Nemotron Streaming

Nemotron-Speech-Streaming-0.6B is NVIDIA's low-latency English streaming ASR: a cache-aware FastConformer encoder paired with an RNN-T decoder, with native punctuation and capitalization emitted as regular BPE tokens. The CoreML bundle on this site ships with an INT8-palettized encoder and runs on the Apple Neural Engine.

What it is

Architecture

Three CoreML models pipelined per audio chunk:

ComponentDescription
Encoder24-layer cache-aware FastConformer, 1024 hidden. Takes a 17-frame mel chunk (160 ms default) plus five state tensors — attention KV cache [24, 1, 70, 1024], depthwise conv cache [24, 1, 1024, 8], and a pre_cache mel loopback that prepends recent-past audio so chunk boundaries stay continuous.
DecoderTwo-layer LSTM prediction network, 640 hidden. Consumes the previous non-blank token, emits an embedding plus updated (h, c) state.
JointFuses encoder and decoder outputs into logits over 1024 BPE tokens + blank. Punctuation and capitalization are just more tokens in the BPE vocab — no extra heads.

No EOU head

Unlike Parakeet-EOU, Nemotron does not emit a dedicated end-of-utterance token. Two ways to segment continuous audio into utterances:

  1. External VAD — pair the session with Silero VAD; on sustained silence, call finalize() to commit the current utterance and createSession() for the next one.
  2. Punctuation boundary — when the partial transcript ends in ., ?, or !, treat that as a natural commit cue. No extra model, but depends on the audio actually inducing terminal punctuation.

Model

ComponentSizeHuggingFace
Encoder (INT8)562 MBaufklarer/Nemotron-Speech-Streaming-0.6B-CoreML-INT8
Decoder14 MB
Joint3.3 MB

Upstream: nvidia/nemotron-speech-streaming-en-0.6b (NeMo .nemo checkpoint).

Quick start — batch transcription

Conforms to SpeechRecognitionModel, so it drops into any code path that takes a generic STT model:

import NemotronStreamingASR

let model = try await NemotronStreamingASRModel.fromPretrained()
let text = try model.transcribeAudio(audioSamples, sampleRate: 16000)

Quick start — async streaming

for await partial in model.transcribeStream(audio: samples, sampleRate: 16000) {
    if partial.isFinal { print("FINAL: \(partial.text)") }
    else               { print("... \(partial.text)") }
}

Each PartialTranscript carries text, isFinal (true only for the last partial after finalize()), confidence, and a monotonic segmentIndex.

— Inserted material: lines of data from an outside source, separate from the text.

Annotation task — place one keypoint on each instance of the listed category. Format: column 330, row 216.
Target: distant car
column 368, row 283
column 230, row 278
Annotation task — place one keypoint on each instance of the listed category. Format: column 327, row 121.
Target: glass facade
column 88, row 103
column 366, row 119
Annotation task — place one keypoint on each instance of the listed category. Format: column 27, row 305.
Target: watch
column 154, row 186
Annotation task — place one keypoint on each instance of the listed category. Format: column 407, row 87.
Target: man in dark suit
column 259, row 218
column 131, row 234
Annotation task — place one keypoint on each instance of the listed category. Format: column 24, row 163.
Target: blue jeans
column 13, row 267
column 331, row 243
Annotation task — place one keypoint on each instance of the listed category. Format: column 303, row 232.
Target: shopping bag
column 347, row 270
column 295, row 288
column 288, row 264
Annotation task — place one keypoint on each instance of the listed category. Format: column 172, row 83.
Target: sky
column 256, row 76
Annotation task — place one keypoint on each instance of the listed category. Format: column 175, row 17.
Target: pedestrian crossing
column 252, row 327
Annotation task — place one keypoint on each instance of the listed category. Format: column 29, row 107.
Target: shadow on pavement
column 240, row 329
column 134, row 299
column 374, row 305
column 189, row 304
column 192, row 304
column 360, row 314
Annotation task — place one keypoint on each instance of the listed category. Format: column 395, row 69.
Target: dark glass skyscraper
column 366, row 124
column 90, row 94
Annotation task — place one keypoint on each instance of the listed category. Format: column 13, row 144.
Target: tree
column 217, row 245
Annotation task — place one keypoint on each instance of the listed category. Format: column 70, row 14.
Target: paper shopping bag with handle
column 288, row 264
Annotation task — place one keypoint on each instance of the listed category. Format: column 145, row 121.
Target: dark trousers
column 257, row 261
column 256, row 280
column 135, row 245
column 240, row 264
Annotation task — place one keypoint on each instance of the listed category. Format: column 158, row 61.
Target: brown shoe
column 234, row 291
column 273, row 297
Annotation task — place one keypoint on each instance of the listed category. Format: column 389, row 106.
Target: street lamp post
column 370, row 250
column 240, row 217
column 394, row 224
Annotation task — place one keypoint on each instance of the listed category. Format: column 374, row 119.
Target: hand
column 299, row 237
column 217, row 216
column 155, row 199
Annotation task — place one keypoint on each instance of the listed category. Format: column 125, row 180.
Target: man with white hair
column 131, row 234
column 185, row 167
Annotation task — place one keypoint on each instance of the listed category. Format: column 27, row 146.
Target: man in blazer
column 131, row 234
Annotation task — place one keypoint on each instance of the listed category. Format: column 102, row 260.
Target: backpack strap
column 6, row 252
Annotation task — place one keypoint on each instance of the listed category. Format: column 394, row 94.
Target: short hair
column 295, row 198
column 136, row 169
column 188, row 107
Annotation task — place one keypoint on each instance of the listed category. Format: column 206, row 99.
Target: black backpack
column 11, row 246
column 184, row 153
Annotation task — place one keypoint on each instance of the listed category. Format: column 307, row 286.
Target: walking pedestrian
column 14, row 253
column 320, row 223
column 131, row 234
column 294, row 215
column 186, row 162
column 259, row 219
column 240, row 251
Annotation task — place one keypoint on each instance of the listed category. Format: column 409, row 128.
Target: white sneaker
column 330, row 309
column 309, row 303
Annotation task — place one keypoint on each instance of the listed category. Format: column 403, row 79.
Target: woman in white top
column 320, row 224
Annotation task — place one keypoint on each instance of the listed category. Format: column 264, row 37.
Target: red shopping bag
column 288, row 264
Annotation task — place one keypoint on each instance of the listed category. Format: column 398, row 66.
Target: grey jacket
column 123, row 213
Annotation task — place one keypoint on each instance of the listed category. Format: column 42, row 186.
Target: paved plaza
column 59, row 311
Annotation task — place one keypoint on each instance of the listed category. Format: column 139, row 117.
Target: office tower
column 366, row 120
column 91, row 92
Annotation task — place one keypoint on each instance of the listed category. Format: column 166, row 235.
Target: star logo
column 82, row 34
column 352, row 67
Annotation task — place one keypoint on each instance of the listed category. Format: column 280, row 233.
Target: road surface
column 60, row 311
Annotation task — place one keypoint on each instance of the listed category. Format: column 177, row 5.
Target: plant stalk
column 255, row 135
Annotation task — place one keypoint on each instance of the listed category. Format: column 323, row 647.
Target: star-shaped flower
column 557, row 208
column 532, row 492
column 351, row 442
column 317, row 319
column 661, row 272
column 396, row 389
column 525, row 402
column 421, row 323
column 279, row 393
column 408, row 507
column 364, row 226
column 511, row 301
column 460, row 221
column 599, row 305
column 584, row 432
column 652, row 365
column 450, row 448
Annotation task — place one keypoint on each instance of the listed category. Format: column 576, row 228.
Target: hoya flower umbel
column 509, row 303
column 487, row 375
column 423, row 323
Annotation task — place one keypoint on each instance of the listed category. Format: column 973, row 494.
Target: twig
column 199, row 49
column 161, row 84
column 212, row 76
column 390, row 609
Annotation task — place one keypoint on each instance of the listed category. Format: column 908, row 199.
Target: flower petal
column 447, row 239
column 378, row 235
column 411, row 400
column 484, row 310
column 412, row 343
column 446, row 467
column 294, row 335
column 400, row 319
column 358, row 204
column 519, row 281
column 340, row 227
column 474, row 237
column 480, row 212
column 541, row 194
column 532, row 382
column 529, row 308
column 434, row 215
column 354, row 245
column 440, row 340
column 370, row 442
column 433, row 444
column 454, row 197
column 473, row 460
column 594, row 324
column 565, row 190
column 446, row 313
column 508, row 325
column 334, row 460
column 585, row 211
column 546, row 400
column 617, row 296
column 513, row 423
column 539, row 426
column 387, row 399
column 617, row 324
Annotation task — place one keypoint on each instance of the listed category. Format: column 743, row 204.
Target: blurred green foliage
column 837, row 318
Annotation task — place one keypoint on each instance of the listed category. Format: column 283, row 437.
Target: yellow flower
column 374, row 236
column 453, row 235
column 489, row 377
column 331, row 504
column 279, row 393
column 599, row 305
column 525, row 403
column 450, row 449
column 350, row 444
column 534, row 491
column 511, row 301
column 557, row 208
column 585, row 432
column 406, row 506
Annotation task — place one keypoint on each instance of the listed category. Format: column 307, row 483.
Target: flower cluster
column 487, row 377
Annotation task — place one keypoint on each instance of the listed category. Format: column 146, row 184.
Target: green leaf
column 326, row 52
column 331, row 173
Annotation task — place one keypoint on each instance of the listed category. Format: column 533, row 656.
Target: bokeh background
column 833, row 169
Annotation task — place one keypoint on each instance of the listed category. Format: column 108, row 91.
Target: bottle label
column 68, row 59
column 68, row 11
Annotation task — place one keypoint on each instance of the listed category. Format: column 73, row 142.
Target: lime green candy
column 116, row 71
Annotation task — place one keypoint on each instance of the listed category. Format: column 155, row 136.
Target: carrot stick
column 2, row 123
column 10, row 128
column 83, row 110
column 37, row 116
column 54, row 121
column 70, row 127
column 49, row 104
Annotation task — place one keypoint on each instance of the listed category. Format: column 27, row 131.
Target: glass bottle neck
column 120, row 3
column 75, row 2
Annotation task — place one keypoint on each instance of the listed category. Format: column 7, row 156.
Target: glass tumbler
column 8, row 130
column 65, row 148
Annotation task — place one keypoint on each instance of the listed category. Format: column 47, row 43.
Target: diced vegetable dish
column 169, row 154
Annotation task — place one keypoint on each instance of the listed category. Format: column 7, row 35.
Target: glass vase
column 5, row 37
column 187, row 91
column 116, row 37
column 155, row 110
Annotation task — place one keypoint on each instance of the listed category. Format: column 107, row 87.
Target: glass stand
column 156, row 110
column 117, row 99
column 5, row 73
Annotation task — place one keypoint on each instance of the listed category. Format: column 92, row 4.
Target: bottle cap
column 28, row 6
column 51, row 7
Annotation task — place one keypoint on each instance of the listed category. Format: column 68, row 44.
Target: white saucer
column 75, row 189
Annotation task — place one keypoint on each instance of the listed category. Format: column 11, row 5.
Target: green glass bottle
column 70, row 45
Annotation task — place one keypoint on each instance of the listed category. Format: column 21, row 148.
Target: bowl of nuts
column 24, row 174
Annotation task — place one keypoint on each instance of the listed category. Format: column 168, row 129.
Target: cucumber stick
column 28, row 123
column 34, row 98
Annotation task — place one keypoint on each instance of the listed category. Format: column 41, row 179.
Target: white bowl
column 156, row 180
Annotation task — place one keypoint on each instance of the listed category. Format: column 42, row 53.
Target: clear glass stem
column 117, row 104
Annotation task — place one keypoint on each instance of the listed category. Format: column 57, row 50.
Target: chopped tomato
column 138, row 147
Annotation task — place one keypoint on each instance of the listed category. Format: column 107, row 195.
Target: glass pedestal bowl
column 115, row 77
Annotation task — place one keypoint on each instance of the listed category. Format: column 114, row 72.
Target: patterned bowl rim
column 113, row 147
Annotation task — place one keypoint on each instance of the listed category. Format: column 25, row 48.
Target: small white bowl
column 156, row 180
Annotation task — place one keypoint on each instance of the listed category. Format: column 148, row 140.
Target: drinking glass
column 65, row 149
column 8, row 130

Long-lived session API (mic input)

let session = try model.createSession()

// each mic chunk:
let partials = try session.pushAudio(float32Chunk16kHz)
for p in partials { showPartial(p.text) }   // isFinal is false mid-stream

// when the utterance ends (VAD silence or explicit stop):
let trailing = try session.finalize()
for p in trailing { commit(p.text) }

CLI

audio transcribe recording.wav --engine nemotron                    # batch
audio transcribe recording.wav --engine nemotron --stream           # streaming final
audio transcribe recording.wav --engine nemotron --stream --partial # with partials

Nemotron vs Parakeet-EOU

Nemotron Streaming 0.6BParakeet-EOU 120M
Parameters600M120M
Encoder24-layer FastConformer, 1024 hidden17-layer FastConformer, 512 hidden
Decoder2-layer LSTM, RNN-T1-layer LSTM, RNN-T
EOU detectionExternal (VAD or punctuation)Built-in <EOU> token
PunctuationNative inline BPE tokensNo (post-process)
LanguagesEnglish only25 European
Default chunk160 ms320 ms
Bundle size~580 MB~150 MB
Pick Nemotron when…

…you want a higher-quality English transcript with punctuation and capitalization out of the box, and you're OK segmenting utterances yourself (VAD or punctuation cue). For constrained-device iOS dictation with a built-in EOU signal, Parakeet-EOU is still the smaller and simpler choice.